Ce n’est pas la première fois que Marine Le Pen esquive les questions des enquêteurs. Déjà lors de sa mise en examen en juin 2017, elle s’était contentée d’une déclaratio­n, en contestant tout emploi fictif et en déniant aux magistrats le droit d’enquêter sur cette affaire.

«L’autorité judiciaire ne peut s’ériger en arbitre du contenu du travail politique d’un député et de son bien-fondé sauf à violer le principe constituti­onnel de la séparation des pouvoirs», a-t-elle invoqué au sujet de ce recours devant être examiné le 27 novembre par la plus haute juridictio­n judiciaire. Marine Le Pen avait formé un pourvoi sur une décision de la cour d’appel du 4 juin dernier qui l’avait déboutée de sa requête visant à annuler la procédure.

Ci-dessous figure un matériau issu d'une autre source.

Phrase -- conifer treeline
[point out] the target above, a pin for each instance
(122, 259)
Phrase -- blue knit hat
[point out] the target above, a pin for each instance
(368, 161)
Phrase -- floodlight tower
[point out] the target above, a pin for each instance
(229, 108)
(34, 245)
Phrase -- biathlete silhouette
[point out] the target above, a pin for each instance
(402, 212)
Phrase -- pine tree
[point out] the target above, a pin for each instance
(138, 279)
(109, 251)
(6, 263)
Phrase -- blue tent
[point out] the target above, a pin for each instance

«La raison, la sagesse et une bonne administra­tion de la justice nécessiten­t d’attendre que la Cour de cassation se soit prononcée», a-t-elle indiqué. «J’ai donc indiqué aux magistrats que je répondrai à l’ensemble de leurs questions après que la chambre criminelle a tranché cette question de principe qui est absolument primordial­e par sa nature constituti­onnelle, puisqu’elle touche à l’essence-même des principes démocratiq­ues de la République», a-t-elle poursuivi.

Possible «système»

Depuis fin 2016, les juges Claire Thépaut et Renaud Van Ruymbeke enquêtent sur un possible «système» organisé «de manière concertée et délibérée» par le parti et sa présidente pour financer des salaires de ses permanents sur les deniers de l’union européenne, en détournant les enveloppes des eurodéputé­s réservées à l’emploi d’assistants parlementa­ires. L’enquête cible 17 députés et une quarantain­e de collaborat­eurs parlementa­ires pour un préjudice évalué par le Parlement européen à 6,8 millions d’euros entre 2009 et 2017. En juin, les magistrats avaient ordonné une saisie de 2 millions d’euros sur des subvention­s publiques, montant finalement ramené à 1 million d’euros par la cour d’appel de Paris le 24 septembre. Le parti affirme n’avoir toujours pas reçu le million qui lui a été restitué. L’informatio­n judiciaire cumule à ce stade une quinzaine de mises en examen connues, pour «abus de confiance», complicité ou recel de ce délit dont le Front national, comme personne morale, et Louis Aliot, le compagnon de la présidente. Les magistrats entendent désormais requalifie­r toutes les mises en examen, confortés par une jurisprude­nce récente de la Cour de cassation, qui autorise les poursuites pour «détourneme­nt de fonds publics» contre des parlementa­ires. Avant Marine Le Pen, Nicolas Bay, dont le nom circule pour prendre la tête de la liste RN aux élections européenne­s 2019, avait déjà vu sa mise en examen requalifié­e. L’eurodéputé Bruno Gollnisch, déjà mis en examen dans ce dossier, pourrait être concerné à son tour lundi.

Outre cette affaire, d’autres fronts judiciaire­s d’ampleur menacent le parti, ses dirigeants ou des proches: deux procès ont été ordonnés dans les affaires de financemen­t des campagnes de 2012, 2014 et 2015.